Hecho, the first Korean Cosmopolitan

Do you know the first cosmopolitan of Korea?

Hecho, the author of The Book of Travels to Central Asia and India, Wang O Cheun Chuk Kuk Jeun(往五天竺國傳)

After unifying the three kingdoms in the Korean peninsula in AD 676, Shilla had been more close relation to T'ang. Not only the students and merchants but also the monks of Shilla went to China in order to study the Buddhist Canon(佛經). Hecho(慧招 (704∼780) who is famous for a book of travels, Wang O Cheun Chuk Kuk Jeun(往五天竺國傳) is one of them. He was considered as a first cosmopolitan in Korea and his Book of Travels is famous and meaningful as much as the Travels of Marco Polo (1254~1324). He started his journey from Gyeongju in Shilla in his age of 19 arrived in India by sea passing through Kwangchow of China. After finishing the pilgrimage in India Hecho went to westward Central Asia including Pakistan, Afghanistan and Uzbekistan. From there changing the direction eastward, he went to Kucha in Tang following the Silk Rout and crossing the Pamirs. The journey took several years since he started the travels. It was a long journey as much as 20,000 kilometers. He recorded a description of his impressions of the 40 places of the Central Asia and the people living there in his book. The manuscript is a type of roll and composed of 230 lines. 30 letters are included in one line. 6000 Chinese characters in total. But it describes the religion, rites, scenery and customs of Central Asia. For example, ‘Those six countries in Central Asia including Arabia, Iraq worship Zoroaster and have no concept of moral. Their custom is weird enough to take his mother or sister as his wife. In Persia man also take his mother as a wife. Several brothers share one woman as their wife. They don’t allow the monogamy.

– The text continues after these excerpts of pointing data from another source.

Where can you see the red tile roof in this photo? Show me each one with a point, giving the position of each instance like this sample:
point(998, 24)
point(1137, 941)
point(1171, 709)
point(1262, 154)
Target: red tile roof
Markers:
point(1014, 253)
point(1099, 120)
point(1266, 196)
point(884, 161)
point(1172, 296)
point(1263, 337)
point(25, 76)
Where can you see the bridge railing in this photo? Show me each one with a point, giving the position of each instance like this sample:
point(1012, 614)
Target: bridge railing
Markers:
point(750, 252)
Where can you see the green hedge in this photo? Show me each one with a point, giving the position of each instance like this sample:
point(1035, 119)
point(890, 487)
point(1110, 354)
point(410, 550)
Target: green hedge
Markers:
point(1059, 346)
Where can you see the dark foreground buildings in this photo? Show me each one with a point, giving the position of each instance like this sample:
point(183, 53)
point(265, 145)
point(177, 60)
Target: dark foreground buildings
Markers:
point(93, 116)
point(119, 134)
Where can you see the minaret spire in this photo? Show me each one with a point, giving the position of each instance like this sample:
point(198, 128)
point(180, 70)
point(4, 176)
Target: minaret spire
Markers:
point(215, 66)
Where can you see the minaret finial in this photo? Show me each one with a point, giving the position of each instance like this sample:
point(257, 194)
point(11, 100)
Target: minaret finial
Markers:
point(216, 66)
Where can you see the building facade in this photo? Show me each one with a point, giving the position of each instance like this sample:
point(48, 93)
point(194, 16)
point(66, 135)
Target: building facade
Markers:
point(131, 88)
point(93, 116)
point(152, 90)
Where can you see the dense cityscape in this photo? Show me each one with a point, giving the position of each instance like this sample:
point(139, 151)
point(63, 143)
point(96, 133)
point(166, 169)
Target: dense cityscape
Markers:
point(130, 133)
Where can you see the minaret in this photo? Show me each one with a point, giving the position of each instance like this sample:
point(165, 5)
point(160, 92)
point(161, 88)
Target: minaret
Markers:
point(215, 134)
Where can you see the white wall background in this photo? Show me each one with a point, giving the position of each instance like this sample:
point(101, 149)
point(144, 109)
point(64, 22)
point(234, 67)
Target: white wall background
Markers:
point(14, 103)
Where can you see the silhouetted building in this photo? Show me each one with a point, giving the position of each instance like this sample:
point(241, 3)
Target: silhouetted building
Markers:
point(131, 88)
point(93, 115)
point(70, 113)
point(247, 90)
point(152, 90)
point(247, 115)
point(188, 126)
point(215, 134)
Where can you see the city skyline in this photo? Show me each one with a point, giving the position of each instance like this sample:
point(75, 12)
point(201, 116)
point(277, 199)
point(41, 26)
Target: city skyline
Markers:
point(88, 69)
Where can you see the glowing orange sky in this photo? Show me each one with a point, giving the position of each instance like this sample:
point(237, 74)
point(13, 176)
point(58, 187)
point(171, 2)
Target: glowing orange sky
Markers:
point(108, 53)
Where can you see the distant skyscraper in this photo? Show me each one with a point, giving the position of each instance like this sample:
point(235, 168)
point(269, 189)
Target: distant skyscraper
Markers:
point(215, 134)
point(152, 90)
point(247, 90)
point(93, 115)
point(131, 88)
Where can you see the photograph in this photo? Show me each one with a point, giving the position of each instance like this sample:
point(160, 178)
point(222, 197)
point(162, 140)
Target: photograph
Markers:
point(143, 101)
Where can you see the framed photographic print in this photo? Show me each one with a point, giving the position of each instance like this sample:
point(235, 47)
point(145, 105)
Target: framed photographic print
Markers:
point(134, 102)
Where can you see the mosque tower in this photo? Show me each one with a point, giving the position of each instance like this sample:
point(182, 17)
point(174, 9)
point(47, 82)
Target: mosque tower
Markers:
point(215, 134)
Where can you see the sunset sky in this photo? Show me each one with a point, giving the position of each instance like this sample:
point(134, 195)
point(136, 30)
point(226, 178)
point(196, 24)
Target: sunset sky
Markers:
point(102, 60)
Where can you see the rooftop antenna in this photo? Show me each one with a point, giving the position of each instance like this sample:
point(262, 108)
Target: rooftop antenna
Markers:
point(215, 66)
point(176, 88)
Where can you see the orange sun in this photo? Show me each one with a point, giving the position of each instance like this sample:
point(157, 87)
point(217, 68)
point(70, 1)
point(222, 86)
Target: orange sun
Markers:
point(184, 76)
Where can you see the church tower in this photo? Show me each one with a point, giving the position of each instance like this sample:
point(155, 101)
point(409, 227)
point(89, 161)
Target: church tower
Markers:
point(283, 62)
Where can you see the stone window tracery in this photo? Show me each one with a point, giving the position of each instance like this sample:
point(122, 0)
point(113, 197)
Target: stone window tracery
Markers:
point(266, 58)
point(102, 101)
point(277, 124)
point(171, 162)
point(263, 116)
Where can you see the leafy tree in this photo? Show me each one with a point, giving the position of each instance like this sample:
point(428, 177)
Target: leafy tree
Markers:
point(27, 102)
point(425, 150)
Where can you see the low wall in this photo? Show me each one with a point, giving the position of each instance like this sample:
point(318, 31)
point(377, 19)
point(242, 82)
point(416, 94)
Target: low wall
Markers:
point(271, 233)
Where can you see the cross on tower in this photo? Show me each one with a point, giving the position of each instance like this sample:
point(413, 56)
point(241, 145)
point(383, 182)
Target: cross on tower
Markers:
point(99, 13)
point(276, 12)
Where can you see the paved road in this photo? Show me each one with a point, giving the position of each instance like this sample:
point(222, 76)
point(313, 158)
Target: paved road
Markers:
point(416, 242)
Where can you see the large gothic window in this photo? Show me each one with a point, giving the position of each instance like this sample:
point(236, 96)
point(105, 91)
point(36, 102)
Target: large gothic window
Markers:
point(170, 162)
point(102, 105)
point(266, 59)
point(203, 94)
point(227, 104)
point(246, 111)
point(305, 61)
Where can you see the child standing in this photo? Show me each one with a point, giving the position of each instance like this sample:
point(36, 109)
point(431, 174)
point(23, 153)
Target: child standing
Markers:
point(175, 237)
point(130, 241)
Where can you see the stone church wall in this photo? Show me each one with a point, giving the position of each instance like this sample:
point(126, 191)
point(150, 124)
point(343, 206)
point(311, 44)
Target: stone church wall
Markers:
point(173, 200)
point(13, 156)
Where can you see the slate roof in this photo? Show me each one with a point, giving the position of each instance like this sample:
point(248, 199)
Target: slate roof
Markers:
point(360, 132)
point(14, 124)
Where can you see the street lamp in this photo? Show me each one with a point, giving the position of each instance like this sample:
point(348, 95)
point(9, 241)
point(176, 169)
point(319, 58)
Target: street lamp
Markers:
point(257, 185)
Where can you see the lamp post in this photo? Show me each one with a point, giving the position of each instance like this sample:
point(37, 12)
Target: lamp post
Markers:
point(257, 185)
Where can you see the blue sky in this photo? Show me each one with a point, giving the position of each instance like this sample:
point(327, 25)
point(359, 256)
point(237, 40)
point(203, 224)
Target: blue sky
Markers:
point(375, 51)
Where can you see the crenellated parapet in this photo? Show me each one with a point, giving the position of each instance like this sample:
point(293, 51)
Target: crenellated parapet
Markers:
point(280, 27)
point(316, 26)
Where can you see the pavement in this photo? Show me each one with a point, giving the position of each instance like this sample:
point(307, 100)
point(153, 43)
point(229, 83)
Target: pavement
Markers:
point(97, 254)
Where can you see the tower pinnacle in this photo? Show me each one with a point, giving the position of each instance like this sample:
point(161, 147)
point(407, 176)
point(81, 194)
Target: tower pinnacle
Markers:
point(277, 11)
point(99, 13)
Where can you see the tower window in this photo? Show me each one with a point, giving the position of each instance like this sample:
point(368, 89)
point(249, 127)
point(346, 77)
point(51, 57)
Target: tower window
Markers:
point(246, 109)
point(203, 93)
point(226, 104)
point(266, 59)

Because they are worrying about the possibility of not having descendent of the family.’ This book of Travels of Hecho was hidden among the piles of manuscripts in the Mogao Cave 17, discovered by the Taoist monk Wang-Yuan-lu who appointed himself guardian of Mogao Cave. 

As the French archaeologist Paul Pelliot collected the roll type manuscript in 1908 it is resting in National Library of France now.